My personal experience was when I was on a trans-pacific flight from Asia, Mid 50s year old male with complaints of chest pain seemed intermittent in nature who had a questionable cardiac history. Pt was taking what looked like a chinese version of herbal extract which may have contained nitro. Although I wasn’t 100 percent sure. Also complicated by a language barrier. All I could check was RR and palpable pulse.
On this flight there was only supplemental O2 but they did not have any medication or an AED available. There wasn’t much I could do in this case other than suggest hospitalization after the flight landed. Eventually symptoms resolved.
thanks for your comment. I’ve never encountered a case on a flight before. it’s amazing how little is in the emergency medical kit. but apparently you don’t need that much.

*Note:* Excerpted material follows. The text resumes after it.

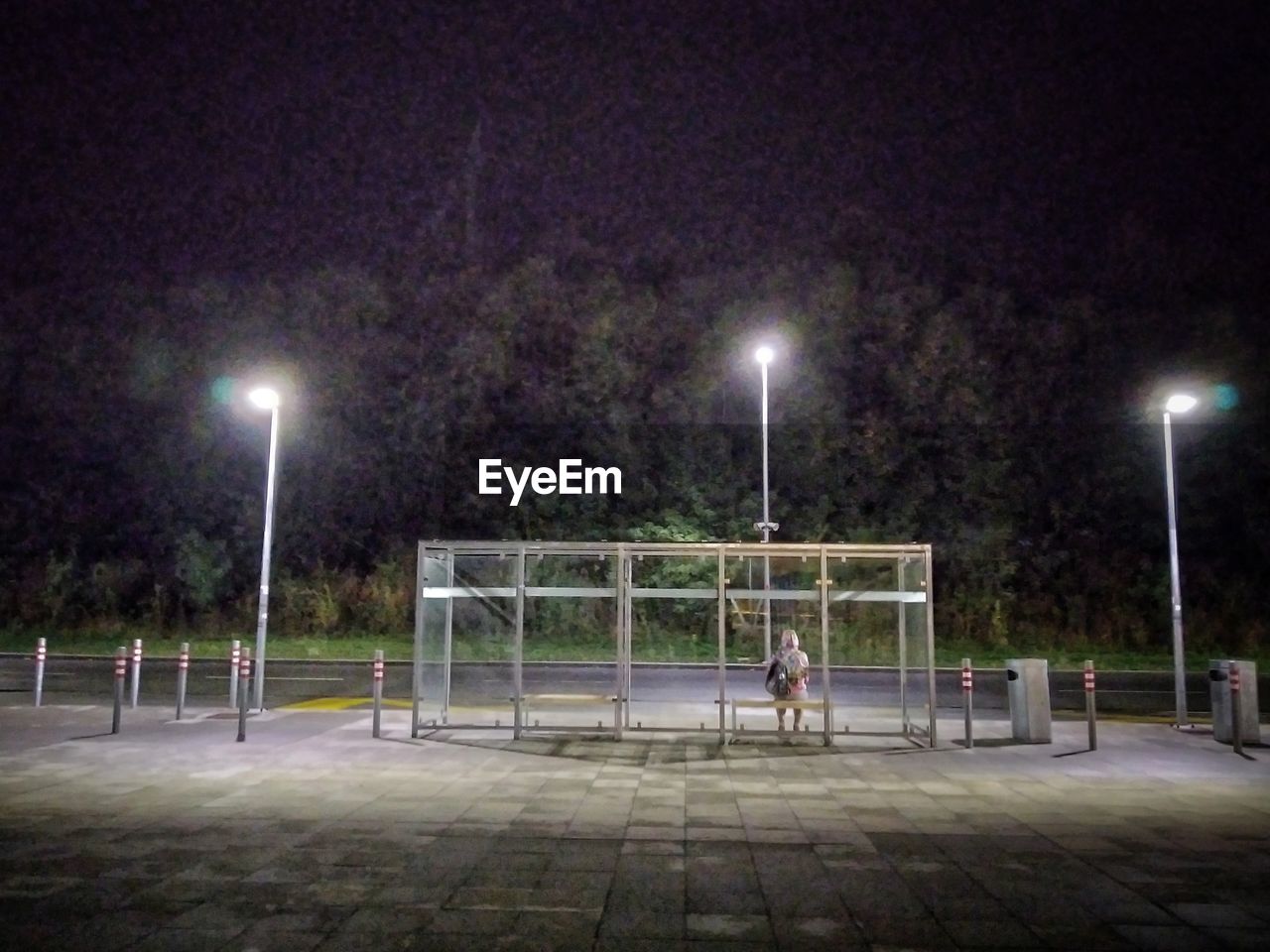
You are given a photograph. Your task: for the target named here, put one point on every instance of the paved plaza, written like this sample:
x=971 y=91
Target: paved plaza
x=313 y=835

I “responded” to a call to see a child with a fever. I instructed them to give him acetaminophen. The flight attendants were suspicious of my claim to be an MD (I think I was wearing a Transformers t-shirt) and verified A LOT of information from me.
I think as EM docs we should get more training on in flight/remote location disasters. When I say more training, I mean a day course (similar to ACLS). I’m sure there is not much you can do, but being knowledgeable about what is in the kit could be helpful. I found it interesting that the staff was actually trained. I wonder if that training included BLS.